Curious eyes follow our every movement as we enter a little café and order refreshments, which we take with some trepidation as people walk in and out, obviously monitoring our every move. We have come all the way from far-off Ndaragwa, and it is already 4.30pm, so we are aware that we don't have much time to reach our destination, Kanyuka dam, reputed to be the most famous site for the initiation of new Mungiki recruits.

Although we have been told that the dam is near Karandi, a local contact who has been waiting for us now tells us that the dam is several kilometres away, along a dirt road, and that we cannot quickly reach it easily on foot.

Throughout the short trip, our hired driver is extremely conscious about being identified by the few local people - most of them herdsmen tending sheep - that we pass on the way.

And when we tell him that we would like to go up to the Kamunya homestead later, he firmly protests, saying that he would not for any reason want to be spotted taking us there. An offer of extra money for the trip mellows him down somewhat.

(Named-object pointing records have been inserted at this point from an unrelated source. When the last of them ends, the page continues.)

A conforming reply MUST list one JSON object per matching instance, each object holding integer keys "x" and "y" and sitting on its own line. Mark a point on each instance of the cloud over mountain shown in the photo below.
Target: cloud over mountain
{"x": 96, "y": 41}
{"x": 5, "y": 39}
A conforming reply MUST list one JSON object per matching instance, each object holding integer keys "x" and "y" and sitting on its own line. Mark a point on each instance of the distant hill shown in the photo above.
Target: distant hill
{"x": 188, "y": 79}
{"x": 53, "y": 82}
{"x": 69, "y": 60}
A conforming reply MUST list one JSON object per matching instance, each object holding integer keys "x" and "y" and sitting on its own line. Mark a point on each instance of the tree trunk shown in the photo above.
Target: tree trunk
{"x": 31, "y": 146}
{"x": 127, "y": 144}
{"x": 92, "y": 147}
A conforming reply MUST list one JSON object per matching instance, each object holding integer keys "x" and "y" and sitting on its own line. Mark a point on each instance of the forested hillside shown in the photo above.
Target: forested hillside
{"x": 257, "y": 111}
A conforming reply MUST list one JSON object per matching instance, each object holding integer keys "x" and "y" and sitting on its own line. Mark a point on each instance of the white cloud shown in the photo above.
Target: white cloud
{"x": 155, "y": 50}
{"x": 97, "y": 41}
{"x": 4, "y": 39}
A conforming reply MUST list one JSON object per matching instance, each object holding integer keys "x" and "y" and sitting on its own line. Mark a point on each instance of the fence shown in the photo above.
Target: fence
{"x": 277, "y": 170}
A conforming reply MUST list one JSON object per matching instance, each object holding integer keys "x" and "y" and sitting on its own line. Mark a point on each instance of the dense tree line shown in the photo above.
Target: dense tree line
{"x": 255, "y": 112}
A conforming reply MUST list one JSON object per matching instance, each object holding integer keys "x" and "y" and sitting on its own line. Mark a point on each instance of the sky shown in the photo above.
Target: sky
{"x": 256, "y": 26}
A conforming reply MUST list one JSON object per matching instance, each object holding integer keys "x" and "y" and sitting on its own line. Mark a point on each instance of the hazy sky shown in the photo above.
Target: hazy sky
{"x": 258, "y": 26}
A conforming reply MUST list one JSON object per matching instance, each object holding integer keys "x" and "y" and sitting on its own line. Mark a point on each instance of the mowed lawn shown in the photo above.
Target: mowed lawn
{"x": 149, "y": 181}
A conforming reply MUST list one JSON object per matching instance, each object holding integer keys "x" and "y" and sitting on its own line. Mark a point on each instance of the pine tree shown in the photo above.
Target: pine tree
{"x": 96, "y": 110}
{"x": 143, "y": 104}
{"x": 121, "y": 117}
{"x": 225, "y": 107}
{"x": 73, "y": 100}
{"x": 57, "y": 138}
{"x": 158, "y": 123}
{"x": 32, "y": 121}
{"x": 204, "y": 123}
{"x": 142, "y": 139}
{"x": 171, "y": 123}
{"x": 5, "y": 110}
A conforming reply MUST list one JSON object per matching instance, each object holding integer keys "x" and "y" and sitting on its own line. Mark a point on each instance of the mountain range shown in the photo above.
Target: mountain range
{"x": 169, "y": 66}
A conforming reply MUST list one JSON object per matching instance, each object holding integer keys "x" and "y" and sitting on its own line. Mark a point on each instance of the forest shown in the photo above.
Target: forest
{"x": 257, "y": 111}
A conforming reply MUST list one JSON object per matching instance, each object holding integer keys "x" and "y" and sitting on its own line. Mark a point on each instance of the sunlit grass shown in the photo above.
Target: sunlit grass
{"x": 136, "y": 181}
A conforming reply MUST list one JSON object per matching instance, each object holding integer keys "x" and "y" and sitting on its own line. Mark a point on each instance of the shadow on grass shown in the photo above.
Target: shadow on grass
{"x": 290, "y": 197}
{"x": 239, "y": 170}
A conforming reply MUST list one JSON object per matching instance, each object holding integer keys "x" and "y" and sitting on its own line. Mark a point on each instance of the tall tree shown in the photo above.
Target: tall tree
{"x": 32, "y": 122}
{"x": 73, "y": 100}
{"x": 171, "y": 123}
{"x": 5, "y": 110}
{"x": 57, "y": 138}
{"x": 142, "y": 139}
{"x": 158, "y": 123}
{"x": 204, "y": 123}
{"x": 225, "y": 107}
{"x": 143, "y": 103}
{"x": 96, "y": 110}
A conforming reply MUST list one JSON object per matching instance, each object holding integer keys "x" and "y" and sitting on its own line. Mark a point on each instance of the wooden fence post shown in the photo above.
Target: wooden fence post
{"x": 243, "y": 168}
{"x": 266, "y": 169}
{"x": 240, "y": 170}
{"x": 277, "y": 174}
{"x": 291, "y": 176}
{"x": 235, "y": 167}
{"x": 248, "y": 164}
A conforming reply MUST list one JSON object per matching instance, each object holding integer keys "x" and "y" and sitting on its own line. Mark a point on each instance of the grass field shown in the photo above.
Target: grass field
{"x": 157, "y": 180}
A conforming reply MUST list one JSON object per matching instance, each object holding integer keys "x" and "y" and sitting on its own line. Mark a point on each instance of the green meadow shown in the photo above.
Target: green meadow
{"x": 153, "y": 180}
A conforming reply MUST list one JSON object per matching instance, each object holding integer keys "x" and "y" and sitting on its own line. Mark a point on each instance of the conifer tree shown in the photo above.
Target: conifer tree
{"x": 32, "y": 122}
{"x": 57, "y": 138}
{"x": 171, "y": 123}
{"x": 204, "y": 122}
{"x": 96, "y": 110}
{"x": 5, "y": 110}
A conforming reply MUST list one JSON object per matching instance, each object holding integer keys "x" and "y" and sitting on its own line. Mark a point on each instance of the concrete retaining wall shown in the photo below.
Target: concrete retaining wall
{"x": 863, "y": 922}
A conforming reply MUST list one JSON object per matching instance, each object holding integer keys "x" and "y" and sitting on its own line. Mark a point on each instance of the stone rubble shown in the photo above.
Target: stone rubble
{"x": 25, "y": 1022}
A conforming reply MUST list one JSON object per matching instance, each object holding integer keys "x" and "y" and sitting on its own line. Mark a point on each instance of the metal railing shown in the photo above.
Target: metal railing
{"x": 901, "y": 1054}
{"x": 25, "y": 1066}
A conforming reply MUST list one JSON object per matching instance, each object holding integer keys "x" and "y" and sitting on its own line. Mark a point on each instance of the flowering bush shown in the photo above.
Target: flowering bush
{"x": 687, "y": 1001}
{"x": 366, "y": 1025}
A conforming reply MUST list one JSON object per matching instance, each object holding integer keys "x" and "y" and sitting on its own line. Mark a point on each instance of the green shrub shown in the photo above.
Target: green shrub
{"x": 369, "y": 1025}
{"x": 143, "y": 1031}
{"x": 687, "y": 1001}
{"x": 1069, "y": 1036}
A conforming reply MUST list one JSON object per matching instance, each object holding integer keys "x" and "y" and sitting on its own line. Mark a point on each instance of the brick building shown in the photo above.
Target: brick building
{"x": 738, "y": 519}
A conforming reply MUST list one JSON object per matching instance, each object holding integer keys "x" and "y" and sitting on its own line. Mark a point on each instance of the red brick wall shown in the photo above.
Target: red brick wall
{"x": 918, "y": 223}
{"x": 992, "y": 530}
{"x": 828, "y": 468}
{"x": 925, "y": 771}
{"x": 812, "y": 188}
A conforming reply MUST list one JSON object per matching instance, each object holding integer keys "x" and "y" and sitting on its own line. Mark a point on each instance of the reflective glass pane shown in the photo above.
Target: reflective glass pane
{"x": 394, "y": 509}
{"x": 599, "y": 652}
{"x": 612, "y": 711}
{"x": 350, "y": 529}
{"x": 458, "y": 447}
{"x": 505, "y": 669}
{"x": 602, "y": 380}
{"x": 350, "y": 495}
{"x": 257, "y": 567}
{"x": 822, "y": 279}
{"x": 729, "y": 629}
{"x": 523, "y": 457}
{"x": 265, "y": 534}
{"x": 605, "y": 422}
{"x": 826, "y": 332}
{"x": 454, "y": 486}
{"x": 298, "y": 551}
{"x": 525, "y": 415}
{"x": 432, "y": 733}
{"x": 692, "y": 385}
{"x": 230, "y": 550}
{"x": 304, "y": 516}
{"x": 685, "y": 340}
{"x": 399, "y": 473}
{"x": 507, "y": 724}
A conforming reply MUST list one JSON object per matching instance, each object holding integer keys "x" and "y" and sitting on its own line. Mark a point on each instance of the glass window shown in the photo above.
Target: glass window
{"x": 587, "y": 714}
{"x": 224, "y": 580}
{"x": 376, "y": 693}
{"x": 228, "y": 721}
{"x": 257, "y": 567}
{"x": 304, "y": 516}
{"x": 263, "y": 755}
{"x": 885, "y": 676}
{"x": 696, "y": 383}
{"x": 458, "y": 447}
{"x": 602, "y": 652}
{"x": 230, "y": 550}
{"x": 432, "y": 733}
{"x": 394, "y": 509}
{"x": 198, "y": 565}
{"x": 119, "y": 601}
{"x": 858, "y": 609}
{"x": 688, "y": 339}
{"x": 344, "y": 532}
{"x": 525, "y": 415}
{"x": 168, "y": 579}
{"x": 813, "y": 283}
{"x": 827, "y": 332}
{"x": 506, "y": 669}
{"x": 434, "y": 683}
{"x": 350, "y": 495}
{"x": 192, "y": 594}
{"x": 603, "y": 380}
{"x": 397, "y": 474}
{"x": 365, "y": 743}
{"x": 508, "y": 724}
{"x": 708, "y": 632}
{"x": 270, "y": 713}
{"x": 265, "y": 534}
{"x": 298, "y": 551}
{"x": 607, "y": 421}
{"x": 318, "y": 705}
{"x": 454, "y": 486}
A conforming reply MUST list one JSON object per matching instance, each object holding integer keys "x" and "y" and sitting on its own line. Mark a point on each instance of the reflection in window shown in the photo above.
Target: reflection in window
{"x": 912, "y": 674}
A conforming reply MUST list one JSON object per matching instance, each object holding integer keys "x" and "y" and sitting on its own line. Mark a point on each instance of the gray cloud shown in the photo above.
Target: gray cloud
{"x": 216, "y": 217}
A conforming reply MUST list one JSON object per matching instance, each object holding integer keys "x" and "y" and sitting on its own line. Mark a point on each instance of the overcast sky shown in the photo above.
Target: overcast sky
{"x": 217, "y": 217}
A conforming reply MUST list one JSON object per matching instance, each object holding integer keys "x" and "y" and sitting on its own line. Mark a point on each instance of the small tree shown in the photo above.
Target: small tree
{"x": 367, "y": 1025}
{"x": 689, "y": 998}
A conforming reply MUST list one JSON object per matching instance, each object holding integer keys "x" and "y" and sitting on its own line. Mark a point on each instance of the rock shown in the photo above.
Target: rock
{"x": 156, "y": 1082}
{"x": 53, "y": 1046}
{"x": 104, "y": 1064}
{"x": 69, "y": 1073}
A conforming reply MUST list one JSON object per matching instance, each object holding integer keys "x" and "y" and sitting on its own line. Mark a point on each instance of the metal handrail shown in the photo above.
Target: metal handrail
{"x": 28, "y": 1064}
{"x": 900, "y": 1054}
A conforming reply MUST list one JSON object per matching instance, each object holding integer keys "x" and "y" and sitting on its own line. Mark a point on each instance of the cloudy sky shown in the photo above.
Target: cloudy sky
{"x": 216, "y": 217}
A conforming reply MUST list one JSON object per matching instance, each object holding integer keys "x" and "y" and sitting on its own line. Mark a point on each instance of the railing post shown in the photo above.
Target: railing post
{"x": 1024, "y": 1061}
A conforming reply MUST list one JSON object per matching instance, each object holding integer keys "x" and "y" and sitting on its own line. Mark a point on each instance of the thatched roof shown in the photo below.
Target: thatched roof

There's one condition though: We must alight from his vehicle metres away from the homestead, while he drives ahead out of sight, to wait for us further up the road.

Although the dam has been described as a Mungiki shrine, there are no structures near it. The first thing one notices are the hoof marks on the muddy shores, left by livestock taken there for watering. The rest of the dam is quite expansive and surrounded by tall reeds.

It is in its shallow waters that Mungiki recruits would be submerged for "cleansing" during initiation ceremonies, sometimes described as a kind of baptism. "There were times one would see crowds of people from faraway places dropped at the dam in numerous vehicles for the initiation ceremonies," a source tells us.

Apparently, in those days the Mungiki sect operated openly and was tolerated by the authorities, despite its strange rituals, many of which were carried out at the home of Mzee Kamunya. We head there after surveying the dam, and alight from the old Ford. The driver proceeds up the road and out of sight without us.

Peeping through a mesh fence we can see the abandoned homestead as well as an old wooden structure, complete with a kind of steeple, where many of those rituals used to be conducted.

By this time we have attracted the attention of apprehensive neighbours. To lift the suspicions of the people monitoring our movements, we say we are on a mission to inspect the damage done by the elephants.